A new birth?
Linton Chamber Music Series artistic director Richard Waller thinks he sees one in pianist Orli Shaham, violinist Alexander Kerr and cellist Eric Kim.
The three, performing together for the first time Sunday afternoon at First Unitarian Church in Avondale, made a good case for Waller’s enthusiastic pronouncement.
In remarks to the audience, Waller noted that the Linton Series has had other musical progeny: Opus One (violinist Ida Kavafian, violist Steven Tenenbom, cellist Peter Wiley and pianist Anne-Marie McDermott, who return for Linton concerts in May). Also, the quintet V to One (violinists Nadja Salerno-Sonnenberg and Benny Kim, violist Evan Wilson, cellist Eric Kim and pianist McDermott).

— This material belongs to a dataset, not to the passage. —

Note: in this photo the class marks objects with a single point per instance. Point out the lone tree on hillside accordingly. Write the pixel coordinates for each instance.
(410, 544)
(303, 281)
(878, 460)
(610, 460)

The concert was a reminder also that Linton’s motto, “Music Making Among Friends,” is an enduring one. Kerr, former concertmaster of the Cincinnati Symphony and Amsterdam’s Royal Concertgebouw Orchestra (which he leaves this year to accept an endowed professorship at Indiana University School of Music), has returned to the Linton Series several times since leaving Cincinnati in 1996. He also serves on its artistic advisory board and is remembered fondly at Cincinnati City Hall as the heart-stirring fiddler who performed the theme from "Schindler's List" at a city council session.

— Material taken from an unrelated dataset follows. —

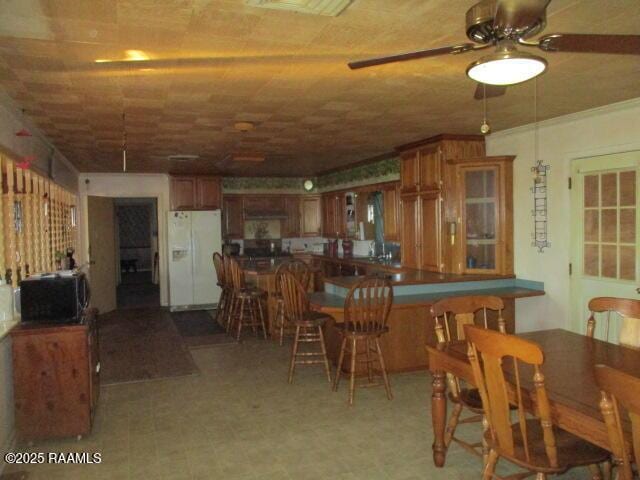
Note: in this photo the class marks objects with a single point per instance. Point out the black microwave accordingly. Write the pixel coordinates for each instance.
(54, 298)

Kim, principal cellist of the CSO, is a regular Linton participant. Shaham (sister of violinist Gil Shaham) made a return visit to the series Sunday.
Their program was an attractive one, from Beethoven to Brahms with Karol Szymanowski in between.

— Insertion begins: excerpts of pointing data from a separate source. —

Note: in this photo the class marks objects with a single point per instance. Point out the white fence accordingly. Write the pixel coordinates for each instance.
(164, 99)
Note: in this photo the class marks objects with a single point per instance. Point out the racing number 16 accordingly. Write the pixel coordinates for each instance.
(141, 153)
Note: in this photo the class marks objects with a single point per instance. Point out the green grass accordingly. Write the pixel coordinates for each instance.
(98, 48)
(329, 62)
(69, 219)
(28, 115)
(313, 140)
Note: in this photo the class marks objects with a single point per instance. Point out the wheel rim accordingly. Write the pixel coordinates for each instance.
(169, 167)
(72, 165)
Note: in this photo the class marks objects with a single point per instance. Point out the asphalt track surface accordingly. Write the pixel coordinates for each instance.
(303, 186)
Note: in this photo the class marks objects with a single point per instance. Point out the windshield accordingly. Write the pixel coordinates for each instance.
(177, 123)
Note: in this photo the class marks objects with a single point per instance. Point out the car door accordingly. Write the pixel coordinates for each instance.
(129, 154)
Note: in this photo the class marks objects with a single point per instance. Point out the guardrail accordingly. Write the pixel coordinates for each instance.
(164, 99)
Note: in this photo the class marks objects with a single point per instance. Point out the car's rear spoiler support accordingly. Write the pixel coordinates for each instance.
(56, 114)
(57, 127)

Beethoven’s Trio in E-flat Major, Op. 1, No.1 (not the composer’s first work, just catalogued that way) made an exhilarating opener. Skittering passages in the first movement demonstrated why music students are exhorted to practice scales, while the lyrical Adagio was wreathed in ornamentation. The Scherzo featured a melodious Trio section, and the quick-as-a-wink finale was both nimble and charming.
Polish composer Szymanowski’s Myths for Violin and Piano, Op. 30 (1915), are highly virtuosic, late romantic/impressionistic tone poems based on Greek mythology. “Fountains of Arethusa” concerns the quintessential nymph saved from the clutches of a lecherous god by miraculous intervention (here the goddess Artemis changes Arethusa into a fountain to escape the river god Alpheus). Kerr began from a precipitous height on the violin’s top string over Shaham’s roiling, churning figures, clearly a picture of a damsel in distress. “Narcissus,” the youth who pines to death over his image in a stream, began boldly and affirmatively, grew rapturous (shades of Scriabin), then weary and sad.
Tour de force was “Pan and the Dryads,” with its dense horizontal and vertical textures, and packed menu of violinistic effects. Kerr negotiated extreme heights, fingered harmonics (some with vibrato), rapid string crossings, fiendish double stops and as the closing coup de grace, a quick swipe of left hand pizzicato.
Brahms’ Piano Trio in B Major, Op. 8, is Brahms at his most affecting. The trio played it to the hilt, uniting warm, plush tone with ardent delivery. Shaham’s wide-spaced chords at the beginning of the Adagio offered a meditative moment, while the three played with passion and gusto in the finale.